AMENDATORY SECTION(Amending Order 3886, filed 8/29/95, effective 9/1/95)

WAC 388-538-140
Quality of care.

((The department shall require:))

(1) ((A plan to appoint a medical director or designee who:

(a) Shall be responsible for the plan's quality assurance program and shall review all plan grievances; and

(b) Furnishes MAA with a copy of all grievances and a plan's response to such grievances.

(2) A PCCM not involving a plan to provide adequate documentation for quality assurance review.

(3) A plan or PCCM to have in place a method)) In order to assure that managed care enrollees receive appropriate access to quality health care and services, MAA does all of the following:

(a) Requires plans to have a fully operational quality assurance system that meets a comprehensive set of quality improvement program (QIP) standards.

(b) Monitors plan performance through on-site visits and other audits, and requires corrective action for deficiencies that are found.

(c) Requires plans to report annually on standardized clinical performance measures that are specified in the contract with MAA, and requires corrective action for substandard performance.

(d) Contracts with a professional review organization to conduct independent external review studies of selected health care and service delivery.

(e) Conducts enrollee satisfaction surveys.

(f) Annually publishes plan performance on certain clinical measures and enrollee satisfaction surveys and makes reports of site monitoring visits available upon request.

(2) MAA requires plans to have a method to assure consideration of the unique needs of ((persons with special health care needs as defined in WAC 388-538-050 and to assist with)) enrollees with chronic conditions. The method includes:

(a) Early identification ((of persons with special health care needs));

(b) Timely access to health care; and

(c) Coordination of health service delivery and community linkages.

(((4) The department shall conduct outreach of various types to accommodate the unique communication needs of some members of the populations served.

(5) The department shall ensure that clients are given the most important relevant information and a variety of ways to enroll or request exemptions and disenrollments.

(6) The plan or PCCM shall make reasonable and appropriate accommodations as required under the Americans with Disabilities Act (ADA) for clients who have a mental, physical, or sensory impairment or another limitation which affects the clients' abilities to understand written notices and/or other types of communications.))

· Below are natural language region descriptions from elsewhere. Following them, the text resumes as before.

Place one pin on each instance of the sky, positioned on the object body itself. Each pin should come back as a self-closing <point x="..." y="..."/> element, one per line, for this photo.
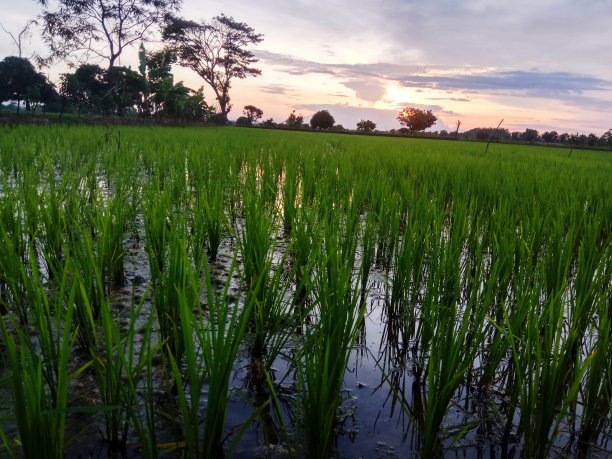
<point x="541" y="64"/>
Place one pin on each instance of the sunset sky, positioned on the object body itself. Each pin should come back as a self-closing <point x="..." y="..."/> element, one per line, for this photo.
<point x="544" y="64"/>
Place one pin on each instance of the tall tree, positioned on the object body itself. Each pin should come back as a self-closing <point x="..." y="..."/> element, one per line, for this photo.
<point x="104" y="28"/>
<point x="19" y="81"/>
<point x="216" y="51"/>
<point x="417" y="120"/>
<point x="322" y="120"/>
<point x="252" y="113"/>
<point x="366" y="126"/>
<point x="24" y="34"/>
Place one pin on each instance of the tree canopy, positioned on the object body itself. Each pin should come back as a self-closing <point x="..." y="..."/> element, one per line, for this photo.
<point x="252" y="113"/>
<point x="366" y="126"/>
<point x="216" y="51"/>
<point x="104" y="28"/>
<point x="294" y="120"/>
<point x="322" y="120"/>
<point x="19" y="81"/>
<point x="416" y="120"/>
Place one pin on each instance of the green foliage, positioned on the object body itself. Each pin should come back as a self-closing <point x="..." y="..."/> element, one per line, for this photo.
<point x="366" y="126"/>
<point x="322" y="120"/>
<point x="416" y="120"/>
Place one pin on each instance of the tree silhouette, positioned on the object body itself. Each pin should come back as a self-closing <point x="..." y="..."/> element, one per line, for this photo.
<point x="294" y="120"/>
<point x="103" y="28"/>
<point x="366" y="126"/>
<point x="252" y="113"/>
<point x="19" y="81"/>
<point x="322" y="120"/>
<point x="216" y="51"/>
<point x="416" y="120"/>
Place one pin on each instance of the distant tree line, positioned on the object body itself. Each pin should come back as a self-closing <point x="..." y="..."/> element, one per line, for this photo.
<point x="78" y="31"/>
<point x="533" y="136"/>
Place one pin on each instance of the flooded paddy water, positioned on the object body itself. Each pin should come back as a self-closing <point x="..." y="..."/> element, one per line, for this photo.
<point x="228" y="292"/>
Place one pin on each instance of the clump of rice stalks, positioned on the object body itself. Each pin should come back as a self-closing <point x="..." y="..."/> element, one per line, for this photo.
<point x="327" y="345"/>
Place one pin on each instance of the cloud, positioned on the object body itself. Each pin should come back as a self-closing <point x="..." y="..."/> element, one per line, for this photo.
<point x="275" y="89"/>
<point x="542" y="84"/>
<point x="370" y="90"/>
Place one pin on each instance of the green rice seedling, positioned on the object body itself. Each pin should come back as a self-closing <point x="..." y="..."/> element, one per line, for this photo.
<point x="456" y="337"/>
<point x="368" y="251"/>
<point x="53" y="228"/>
<point x="597" y="389"/>
<point x="91" y="298"/>
<point x="118" y="365"/>
<point x="215" y="220"/>
<point x="327" y="346"/>
<point x="303" y="238"/>
<point x="265" y="286"/>
<point x="111" y="221"/>
<point x="157" y="208"/>
<point x="189" y="387"/>
<point x="173" y="280"/>
<point x="219" y="335"/>
<point x="547" y="373"/>
<point x="13" y="284"/>
<point x="39" y="383"/>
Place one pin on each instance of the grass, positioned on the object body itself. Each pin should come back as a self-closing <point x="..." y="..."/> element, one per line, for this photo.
<point x="493" y="274"/>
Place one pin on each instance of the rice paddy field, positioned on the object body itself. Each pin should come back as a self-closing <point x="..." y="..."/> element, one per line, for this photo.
<point x="187" y="292"/>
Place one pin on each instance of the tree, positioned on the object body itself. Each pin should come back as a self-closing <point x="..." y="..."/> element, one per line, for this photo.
<point x="23" y="34"/>
<point x="104" y="28"/>
<point x="550" y="137"/>
<point x="216" y="51"/>
<point x="294" y="120"/>
<point x="416" y="120"/>
<point x="19" y="81"/>
<point x="322" y="120"/>
<point x="252" y="113"/>
<point x="530" y="135"/>
<point x="366" y="126"/>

[Statutory Authority: RCW 74.08.090 and 1995 2nd sp.s. c 18.  95-18-046 (Order 3886), § 388-538-140, filed 8/29/95, effective 9/1/95.  Statutory Authority: RCW 74.08.090.  93-17-039 (Order 3621), § 388-538-140, filed 8/11/93, effective 9/11/93.]


REPEALER

     The following sections of the Washington Administrative Code are repealed:
WAC 388-538-001 Purpose.
WAC 388-538-090 Client's choice of primary care provider.
WAC 388-538-150 Managed care medical audit.